Carbon credit fund: Transparency is not being compromised – VP assures diplomatic community
Some 500 projects are being implemented in indigenous communities funded through the US$37.5 million REDD+ carbon credits programme. The government has expressed assurances that transparency is an integral pillar in the implementation of the programme.
Vice President, Dr Bharrat Jagdeo made the assurance during a briefing session on Friday at the Arthur Chung Conference Centre (ACCC) on the expanded Low Carbon Development Strategy (LCDS 2030) and Guyana’s Carbon Credit Programme as well as Guyana’s preparations to attend the upcoming COP 28. Present at the briefing were members of the diplomatic corps, other developmental partners, Amerindian Leaders, and several ministers of government.
In his response to issues raised by the diplomatic community, VP Jagdeo explained that the country has learnt a lot of lessons from the Norway-Guyana Partnership signed in 2009.

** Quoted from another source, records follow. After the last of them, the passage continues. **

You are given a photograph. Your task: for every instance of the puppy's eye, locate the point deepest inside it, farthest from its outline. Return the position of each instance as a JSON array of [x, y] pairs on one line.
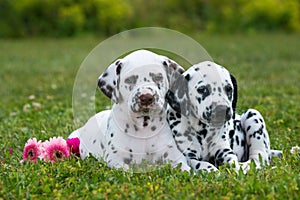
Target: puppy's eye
[[228, 91], [131, 80], [204, 90]]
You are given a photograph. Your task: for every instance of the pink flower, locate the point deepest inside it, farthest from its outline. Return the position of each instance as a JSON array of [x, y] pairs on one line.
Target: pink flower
[[32, 150], [55, 149], [73, 145]]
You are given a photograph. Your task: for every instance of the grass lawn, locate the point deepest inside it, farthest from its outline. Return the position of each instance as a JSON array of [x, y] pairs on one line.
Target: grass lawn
[[267, 67]]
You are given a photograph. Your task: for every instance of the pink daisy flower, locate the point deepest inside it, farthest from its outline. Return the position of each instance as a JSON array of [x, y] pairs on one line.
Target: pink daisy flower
[[32, 150], [73, 145], [55, 149]]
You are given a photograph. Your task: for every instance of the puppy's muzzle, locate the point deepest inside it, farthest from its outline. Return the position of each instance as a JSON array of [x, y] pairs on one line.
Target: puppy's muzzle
[[146, 100]]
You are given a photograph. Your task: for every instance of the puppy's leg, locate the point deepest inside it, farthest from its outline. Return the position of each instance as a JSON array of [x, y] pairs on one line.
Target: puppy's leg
[[257, 137]]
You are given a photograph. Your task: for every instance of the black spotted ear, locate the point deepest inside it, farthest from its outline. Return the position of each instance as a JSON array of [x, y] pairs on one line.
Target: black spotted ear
[[235, 94], [108, 82], [177, 96], [173, 70]]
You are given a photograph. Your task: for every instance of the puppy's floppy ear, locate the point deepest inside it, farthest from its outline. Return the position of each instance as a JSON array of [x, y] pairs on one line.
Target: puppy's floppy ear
[[173, 70], [108, 81], [235, 94], [177, 96]]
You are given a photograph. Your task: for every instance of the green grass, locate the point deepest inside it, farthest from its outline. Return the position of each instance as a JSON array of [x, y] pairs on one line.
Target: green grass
[[267, 67]]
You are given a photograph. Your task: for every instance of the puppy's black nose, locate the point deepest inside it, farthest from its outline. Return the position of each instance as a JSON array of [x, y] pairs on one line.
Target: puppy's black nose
[[146, 99]]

“We said let’s create a model to show that all the issues that were raised by the developed world particularly as to why you can’t have forests be part of a compliance market…. And there were several concerns… One, will it be permanent, two, can you measure changes in the forest, three, will it harm indigenous peoples’ rights, four, will the money be spent without corruption? So, the model that we built focused on every one of those issues,” he explained.
The vice president underscored that transparency is not being compromised since a strict mechanism is in place to ensure that every cent that is being funnelled into the economies of Amerindian communities will be accounted for.

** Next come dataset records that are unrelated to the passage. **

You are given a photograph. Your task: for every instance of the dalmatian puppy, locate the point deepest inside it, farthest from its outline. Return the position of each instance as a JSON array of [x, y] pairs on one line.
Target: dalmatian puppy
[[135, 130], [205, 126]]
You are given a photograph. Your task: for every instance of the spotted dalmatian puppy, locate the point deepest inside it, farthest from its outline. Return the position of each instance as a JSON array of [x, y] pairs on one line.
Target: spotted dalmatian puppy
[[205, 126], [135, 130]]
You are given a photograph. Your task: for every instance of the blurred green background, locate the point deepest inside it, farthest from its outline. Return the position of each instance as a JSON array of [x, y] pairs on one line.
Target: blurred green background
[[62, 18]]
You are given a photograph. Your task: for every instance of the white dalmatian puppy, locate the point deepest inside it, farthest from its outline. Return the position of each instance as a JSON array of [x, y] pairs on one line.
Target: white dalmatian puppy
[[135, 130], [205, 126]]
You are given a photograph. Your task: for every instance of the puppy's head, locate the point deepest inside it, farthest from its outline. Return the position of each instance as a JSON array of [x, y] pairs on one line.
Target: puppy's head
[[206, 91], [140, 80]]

Funds are being disbursed in separate bank accounts owned by the respective villages and a special audit will be conducted to ensure that monies that are being expended, are being spent on priority projects.

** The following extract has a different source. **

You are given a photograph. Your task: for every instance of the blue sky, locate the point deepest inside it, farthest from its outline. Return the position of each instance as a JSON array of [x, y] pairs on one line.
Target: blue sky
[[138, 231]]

“We’re implementing 500 projects this year in indigenous communities and we’re not compromising on transparency or community involvement … in fact, we’re building capacity in these villages,” the vice president underscored.
Importantly, the vice president highlighted that by giving leaders the responsibility of developing their villages, equipping them with plans to ensure sustainability and the ability to manage their finances, capacity is being built to properly manage the funds that are being provided.
“A very important task for us now and the future as more and more funds go into these villages, not only through the LCDS2030 but directly through central government …. Capacity building to manage projects and to account for finances is more important and I have seen the growth of that in these villages,” Dr Jagdeo emphasised.
Also at the briefing was the Senior Minister in the Office of the President with responsibility for Finance, Dr Ashni Singh, Minister of Natural Resources, Vickram Bharrat, Minister of Amerindian Affairs, Pauline Sukhai, Minister of Agriculture, Zulfikar Mustapha and the National Toshao Council (NTC) Chairperson Derrick John.